Interestingly enough, it was this short tale that started my obsession with the name Maxwell, in every story I have written since, (excluding short tales), I have included a Maxwell as a supporting character. I'm not really sure why. Maxwell has been a soldier, a barman, and more recently, a sheep.

“Nothing beats a really good cup of tea”, mused Maxwell quietly to himself as he sat down in his favourite armchair. It was red, and squishy, and sank about an inch when he lowered his considerable posterior into it. He always felt at home in that chair, to him, that chair was pleasure incarnate.

He was looking out the window at his garden, his pride and joy. All fifteen acres of it spread out around his manor in a sprawling mass of untrimmed hedges, cracked stone paths and unchecked weeds. Maxwell never tended his garden. He was one of those people who felt that a good garden was a wild one, and told his despairing mother this whenever she came round. She was there now, perching awkwardly on a hard wooden stool, (she hated the red armchairs; they did nothing for her back). The garden was a thing of constant annoyance to her, and not the only thing either. She was persistently going on about the state of the place. The floors were in need of a good hoover, the drapes were dusty and faded, and the conservatory had a broken window pane, through which tendrils of vines had begun to creep.

“Maxwell dear”, she muttered, “I do wish you would let me dust that mantelpiece, it really is very dirty.”

Maxwell sighed. He wouldn’t let her, not now, not ever. He had a reputation to keep up.

For you see, Maxwell was crazy. Or at least that was what the village children called him. He was in fact, of completely sound mind, but he liked the thought of being ‘crazy old’ Mr Lambert in his ‘big spooky house’.

“No.” He said simply.

It was his mothers turn to sigh. She was an elderly lady, in her eighties, but still fit as a fiddle. She had recently begun taking Judo classes, and was fast becoming the best pupil in her class. She had been told on a very regular basis by her many children, (excluding Maxwell), that she was, ‘too old’ for that sort of nonsense. She was however, just as stubborn as Maxwell.

“But Sugarplum”, she minced, “we can’t have the neighbours round again. They’ll think we just don’t care.” She was referring to the incident last week, when a kid has kicked his football into Maxwell’s garden, climbed over the wall to fetch it, and ended up getting lost in a hawthorn thicket, up to his eyes in stinging nettles. His parents hadn’t been best pleased.

Maxwell of course, couldn’t care less, and was too busy drinking his tea to pay it any real thought.

“They’ll get over it Mother”, he sighed. Out of the corner of his eye, he’d noticed a small figure creeping across his lawn, (which came up to the lads armpits). It was Jimmy Layton, the little tyke. Maxwell smiled to himself. This was why he hadn’t cut his grass. When the kids started getting dared to trespass in his garden he knew he was doing something right. His crazy old rich guy reputation was still intact, despite his mother’s best efforts.

“Ever since you got this place, people have been complaining about the state of it.” She continued, “It used to be so nice.”

Maxwell had bought the house three months ago, after its past owner, (a very dull old philosophy professor who, in Maxwell’s opinion, had been no fun at all), and ever since he had let it turn wild. The former owner had been a perfectionist, keeping every blade of grass precisely two centre meters long. Maxwell had thought it a travesty to nature, and had told his mother so.
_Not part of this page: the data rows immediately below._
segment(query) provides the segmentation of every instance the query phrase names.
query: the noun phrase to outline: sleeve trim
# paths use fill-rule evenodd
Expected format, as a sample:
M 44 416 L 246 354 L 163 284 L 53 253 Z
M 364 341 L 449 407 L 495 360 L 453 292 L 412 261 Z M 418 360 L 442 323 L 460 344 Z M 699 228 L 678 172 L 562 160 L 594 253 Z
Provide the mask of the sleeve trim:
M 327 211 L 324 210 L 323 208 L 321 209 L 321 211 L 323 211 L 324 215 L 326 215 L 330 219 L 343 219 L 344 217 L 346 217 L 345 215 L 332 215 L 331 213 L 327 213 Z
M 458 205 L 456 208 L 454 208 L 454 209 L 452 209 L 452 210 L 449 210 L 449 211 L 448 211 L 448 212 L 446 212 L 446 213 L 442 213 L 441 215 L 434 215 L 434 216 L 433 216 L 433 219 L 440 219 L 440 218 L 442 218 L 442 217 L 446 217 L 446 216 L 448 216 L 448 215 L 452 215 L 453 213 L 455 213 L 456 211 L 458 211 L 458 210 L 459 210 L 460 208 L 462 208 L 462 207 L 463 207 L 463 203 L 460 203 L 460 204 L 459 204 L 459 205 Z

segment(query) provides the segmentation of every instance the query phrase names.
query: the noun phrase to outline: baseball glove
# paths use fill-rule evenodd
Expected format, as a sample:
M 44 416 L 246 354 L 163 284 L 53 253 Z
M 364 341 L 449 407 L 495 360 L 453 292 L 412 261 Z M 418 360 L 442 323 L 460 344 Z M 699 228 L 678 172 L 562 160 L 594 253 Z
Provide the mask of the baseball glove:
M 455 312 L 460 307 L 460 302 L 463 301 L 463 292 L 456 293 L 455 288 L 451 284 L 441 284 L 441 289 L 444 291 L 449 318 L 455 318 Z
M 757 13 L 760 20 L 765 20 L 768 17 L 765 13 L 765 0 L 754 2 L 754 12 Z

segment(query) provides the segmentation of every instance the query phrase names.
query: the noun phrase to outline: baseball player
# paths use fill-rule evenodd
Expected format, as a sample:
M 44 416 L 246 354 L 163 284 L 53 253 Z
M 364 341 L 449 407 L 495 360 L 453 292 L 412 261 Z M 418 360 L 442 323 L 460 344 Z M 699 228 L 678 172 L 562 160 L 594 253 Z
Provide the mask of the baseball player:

“It used to be a shambles.” He retorted, “So neat and tidy. What’s the point of having a charismatic old manor like this if you don’t give it a few cobwebs?”
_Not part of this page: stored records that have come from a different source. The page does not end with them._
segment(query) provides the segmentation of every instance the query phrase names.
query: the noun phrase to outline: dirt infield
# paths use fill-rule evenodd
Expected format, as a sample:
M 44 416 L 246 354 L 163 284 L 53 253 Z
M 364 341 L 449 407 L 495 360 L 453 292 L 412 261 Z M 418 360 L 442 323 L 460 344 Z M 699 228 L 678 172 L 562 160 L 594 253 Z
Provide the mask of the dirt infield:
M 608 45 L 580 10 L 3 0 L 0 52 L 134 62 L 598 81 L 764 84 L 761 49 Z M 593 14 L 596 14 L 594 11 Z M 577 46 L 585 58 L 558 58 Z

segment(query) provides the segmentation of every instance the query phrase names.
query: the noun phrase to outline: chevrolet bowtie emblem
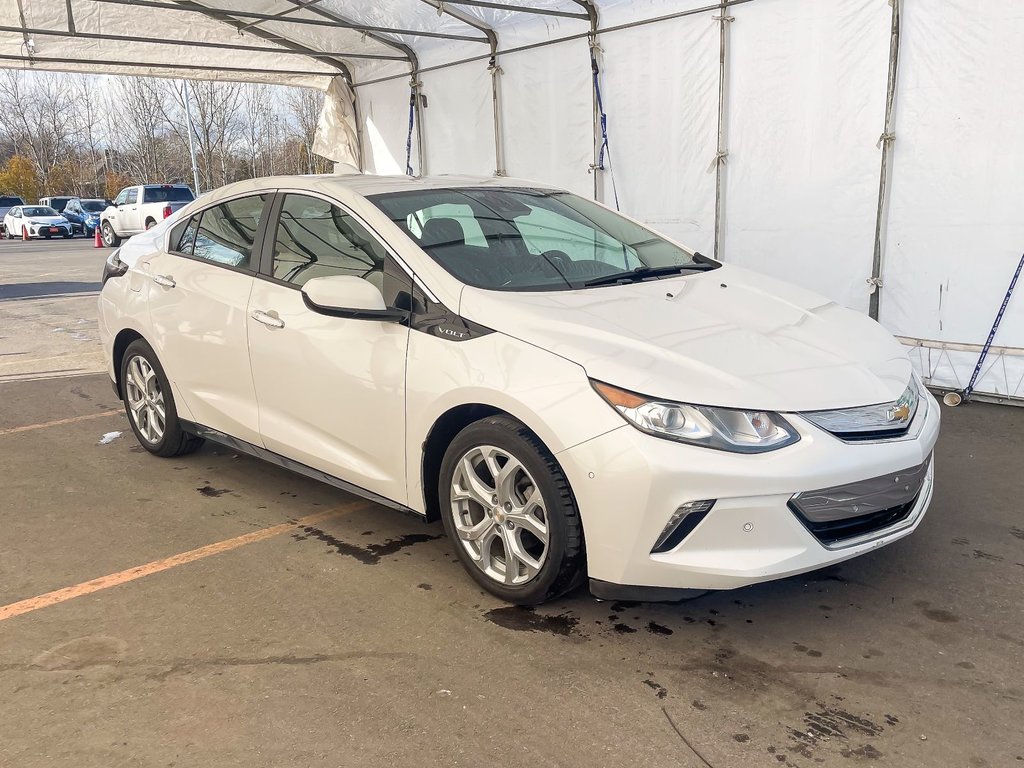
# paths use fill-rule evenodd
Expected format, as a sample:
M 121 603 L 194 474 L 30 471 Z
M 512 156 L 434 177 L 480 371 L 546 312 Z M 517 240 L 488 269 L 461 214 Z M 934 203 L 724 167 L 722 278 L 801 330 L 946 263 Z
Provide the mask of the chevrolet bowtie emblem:
M 897 403 L 886 414 L 889 421 L 906 421 L 910 418 L 910 406 L 906 403 Z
Once more, his mother sighed, “but it’s dirty.

“It’s homely.”

“It’s overgrown.

“It’s natural.”

“It’s unsafe.”

“It’s exciting!

“It’s cluttered and unordered and confusing!” his mother gasped, exasperated.

“It’s perfect for playing hide and seek!” Maxwell grinned.
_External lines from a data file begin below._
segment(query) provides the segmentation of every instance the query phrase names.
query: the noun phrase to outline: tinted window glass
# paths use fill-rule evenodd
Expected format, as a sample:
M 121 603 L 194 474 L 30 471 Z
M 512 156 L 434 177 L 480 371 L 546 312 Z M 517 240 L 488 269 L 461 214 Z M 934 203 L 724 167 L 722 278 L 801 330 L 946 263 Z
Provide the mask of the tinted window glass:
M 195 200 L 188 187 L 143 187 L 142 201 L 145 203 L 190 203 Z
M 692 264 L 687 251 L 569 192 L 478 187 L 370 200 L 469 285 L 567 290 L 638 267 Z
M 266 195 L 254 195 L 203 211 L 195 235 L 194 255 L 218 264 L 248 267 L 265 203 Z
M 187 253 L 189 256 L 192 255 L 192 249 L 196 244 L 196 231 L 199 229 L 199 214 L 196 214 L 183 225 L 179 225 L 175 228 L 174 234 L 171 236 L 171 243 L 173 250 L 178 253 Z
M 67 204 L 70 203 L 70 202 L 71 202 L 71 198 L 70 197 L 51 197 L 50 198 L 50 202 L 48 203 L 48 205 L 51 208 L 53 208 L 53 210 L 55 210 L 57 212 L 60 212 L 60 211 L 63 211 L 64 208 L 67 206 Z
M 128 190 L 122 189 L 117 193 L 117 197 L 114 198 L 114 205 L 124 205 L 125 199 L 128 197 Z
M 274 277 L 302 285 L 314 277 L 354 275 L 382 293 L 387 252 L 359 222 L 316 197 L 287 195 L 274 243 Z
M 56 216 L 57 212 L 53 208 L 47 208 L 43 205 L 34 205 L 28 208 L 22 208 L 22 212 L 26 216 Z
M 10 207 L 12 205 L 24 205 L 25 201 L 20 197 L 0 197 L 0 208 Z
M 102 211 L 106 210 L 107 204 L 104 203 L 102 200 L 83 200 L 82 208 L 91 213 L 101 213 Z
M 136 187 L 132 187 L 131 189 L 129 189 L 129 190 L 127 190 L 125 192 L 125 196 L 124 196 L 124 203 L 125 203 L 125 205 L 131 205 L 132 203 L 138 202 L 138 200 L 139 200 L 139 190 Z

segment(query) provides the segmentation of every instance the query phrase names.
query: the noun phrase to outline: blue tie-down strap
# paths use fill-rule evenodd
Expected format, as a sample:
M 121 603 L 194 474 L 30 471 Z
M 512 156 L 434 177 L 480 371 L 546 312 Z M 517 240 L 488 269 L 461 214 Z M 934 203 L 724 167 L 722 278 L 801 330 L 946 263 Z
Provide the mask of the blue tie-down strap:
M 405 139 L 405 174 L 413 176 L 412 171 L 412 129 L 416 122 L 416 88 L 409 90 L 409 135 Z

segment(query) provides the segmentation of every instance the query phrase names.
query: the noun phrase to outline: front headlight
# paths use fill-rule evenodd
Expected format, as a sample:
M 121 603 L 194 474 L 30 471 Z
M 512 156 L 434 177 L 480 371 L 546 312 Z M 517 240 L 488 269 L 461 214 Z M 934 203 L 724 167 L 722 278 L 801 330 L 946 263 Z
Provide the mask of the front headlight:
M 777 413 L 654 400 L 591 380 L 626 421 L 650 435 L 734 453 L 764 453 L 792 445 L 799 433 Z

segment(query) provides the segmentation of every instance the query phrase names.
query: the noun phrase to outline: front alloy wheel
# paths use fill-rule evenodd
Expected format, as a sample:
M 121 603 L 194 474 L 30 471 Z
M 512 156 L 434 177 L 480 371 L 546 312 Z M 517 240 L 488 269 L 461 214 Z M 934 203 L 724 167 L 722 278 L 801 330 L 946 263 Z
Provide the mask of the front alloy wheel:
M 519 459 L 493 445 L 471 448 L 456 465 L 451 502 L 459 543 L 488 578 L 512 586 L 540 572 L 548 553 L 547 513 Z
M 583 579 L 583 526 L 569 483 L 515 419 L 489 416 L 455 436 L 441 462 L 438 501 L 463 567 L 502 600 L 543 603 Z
“And just who is going to play hide and seek!”

“I will. I found a fantastic hiding place in the loft, behind a pile of old boxes that snooty professor left.”

“On your own?”

“It’s more fun that way! You don’t have to worry about anybody finding you.”

Mrs Lambert had reached the end of her tether.

“I do despair sometimes Maxey, you know that don’t you?”

“Yes,” he replied simply, finishing his tea.